Problem

Two strings, X and Y, are considered similar if either they are identical or we can make them equivalent by swapping at most two letters (in distinct positions) within the string X.

For example, "tars" and "rats" are similar (swapping at positions 0 and 2), and "rats" and "arts" are similar, but "star" is not similar to "tars""rats", or "arts".

Together, these form two connected groups by similarity: {"tars", "rats", "arts"} and {"star"}.  Notice that "tars" and "arts" are in the same group even though they are not similar.  Formally, each group is such that a word is in the group if and only if it is similar to at least one other word in the group.

We are given a list strs of strings where every string in strs is an anagram of every other string in strs. How many groups are there?

Examples

Example 1:

Input: strs = ["tars","rats","arts","star"]
Output: 2

Example 2:

Input: strs = ["omv","ovm"]
Output: 1

Solution

Method 1 - Using Union Find Data structure

The problem is to determine the number of groups of similar strings in a list where each string is an anagram of the others. Two strings are considered similar if they are identical or can be made equivalent by swapping at most two characters.

To solve this problem, we can use depth-first search (DFS) or union-find to group the strings based on their similarities. We will use the union-find approach for this solution, also known as Disjoint Set Union (DSU).

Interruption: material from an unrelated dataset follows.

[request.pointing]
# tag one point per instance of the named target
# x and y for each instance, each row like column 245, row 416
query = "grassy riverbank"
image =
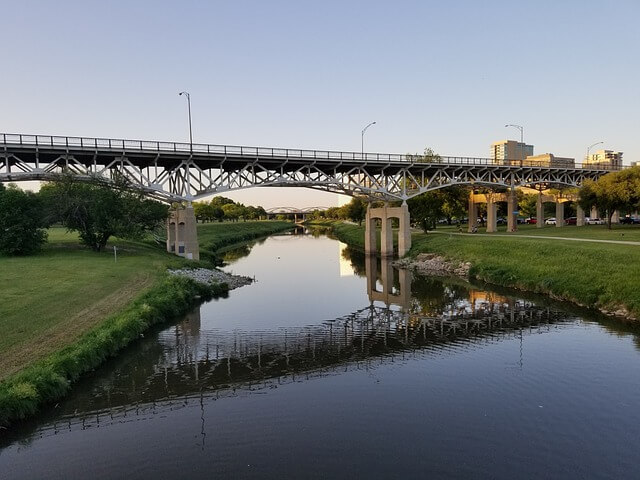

  1. Union-Find Data Structure:
    • Initialize a parent array where each index points to itself initially.
    • Define find and union functions to manage the disjoint sets.
  2. Checking Similarity:
    • Two strings are similar if they can become identical by swapping at most two characters. We will write a helper function to check this condition.
  3. Processing the Strings:
    • Iterate through all pairs of strings. For each pair, if they are similar, union their sets.
  4. Count the Number of Groups:
    • After processing all pairs, count the number of unique parents to get the number of groups.

Code

Java
public class Solution {
    public int numSimilarGroups(String[] strs) {
        int n = strs.length;
        int[] parent = new int[n];
        for (int i = 0; i < n; i++) {
            parent[i] = i;
        }

        for (int i = 0; i < n; i++) {
            for (int j = i + 1; j < n; j++) {
                if (areSimilar(strs[i], strs[j])) {
                    union(parent, i, j);
                }
            }
        }

        int ans = 0;
        for (int i = 0; i < n; i++) {
            if (find(parent, i) == i) {
                ans++;
            }
        }

        return ans;
    }

    private boolean areSimilar(String s1, String s2) {
        int diffCount = 0;
        for (int i = 0; i < s1.length(); i++) {
            if (s1.charAt(i) != s2.charAt(i)) {
                diffCount++;
                if (diffCount > 2) {
                    return false;
                }
            }
        }
        return true;
    }

    private int find(int[] parent, int x) {
        if (parent[x] != x) {
            parent[x] = find(parent, parent[x]);
        }
        return parent[x];
    }

    private void union(int[] parent, int x, int y) {
        int rootX = find(parent, x);
        int rootY = find(parent, y);
        if (rootX != rootY) {
            parent[rootX] = rootY;
        }
    }
}
Python
class Solution:
    def numSimilarGroups(self, strs: List[str]) -> int:
        n = len(strs)
        parent = list(range(n))
        
        def find(x: int) -> int:
            if parent[x] != x:
                parent[x] = find(parent[x])
            return parent[x]
        
        def union(x: int, y: int) -> None:
            root_x = find(x)
            root_y = find(y)
            if root_x != root_y:
                parent[root_x] = root_y
        
        def are_similar(s1: str, s2: str) -> bool:
            diff_count = 0
            for a, b in zip(s1, s2):
                if a != b:
                    diff_count += 1
                    if diff_count > 2:
                        return False
            return True
        
        for i in range(n):
            for j in range(i + 1, n):
                if are_similar(strs[i], strs[j]):
                    union(i, j)
        
        ans = sum(parent[i] == i for i in range(n))
        return ans

Complexity

  • ⏰ Time complexity: O(n^2 * m), where n is the number of strings and m is the length of each string. This accounts for comparing all pairs of strings.
  • 🧺 Space complexity: O(n), for the union-find data structure.